Nuestra profesión parece que no existe para los demás. Nos miden, según el credo neoliberal, en distancias, monopolios de productos, o restricciones a la competencia. No somos nadie aquellos que estudiamos una carrera, llena de herbarios, pilas de cadmio y orbitales pi antienlazantes, disculpen la ironía nuevamente. Somos establecimientos y productos, y por tanto no somos una profesión para los que nos miran desde esas comisiones.
No hemos sabido comunicar a la ciudadanía la importancia social de la farmacia en muchos barrios, gracias a esa planificación. No hemos sabido explicar ni actuar sobre el enorme problema de salud pública que constituyen los fallos de la farmacoterapia. No hemos tenido el liderazgo necesario para transformarnos, para hacer de la nuestra una nueva profesión que conciencie y actúe sobre esta epidemia farmacológica. Nos hemos limitado a maquillar la situación, a hacer trabajos de investigación que atentan contra los propósitos últimos de la Estadística, para demostrar lo que no queremos hacer y seguir agarrados a lo que fuimos. Los partidos a los que hemos votado llevan políticas farmacéuticas en las que no aparecemos, y ello es así porque lo hemos permitido, y porque quienes han tratado de impedirlo han sido condenados a desaparecer de la foto.

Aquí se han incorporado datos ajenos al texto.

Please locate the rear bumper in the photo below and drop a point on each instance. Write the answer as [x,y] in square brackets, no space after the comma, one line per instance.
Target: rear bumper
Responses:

En esta legislatura nos ha librado la campana. Quizás haya quien respire aliviado por ello, pero el prestigio de nuestra profesión, al estar ligado al producto dispensado, lleva años cayendo en picado. Y si no, que los más viejos del lugar se acuerden de lo que valía el omeprazol y lo que cuesta ahora. Eso somos, omeprazol.
Reaccionemos. Por nosotros, pero, sobre todo, por una sociedad que no puede permitirse por más tiempo pensar que una farmacia sólo es el sitio donde se compran los medicamentos. Ojalá creamos en nosotros mismos.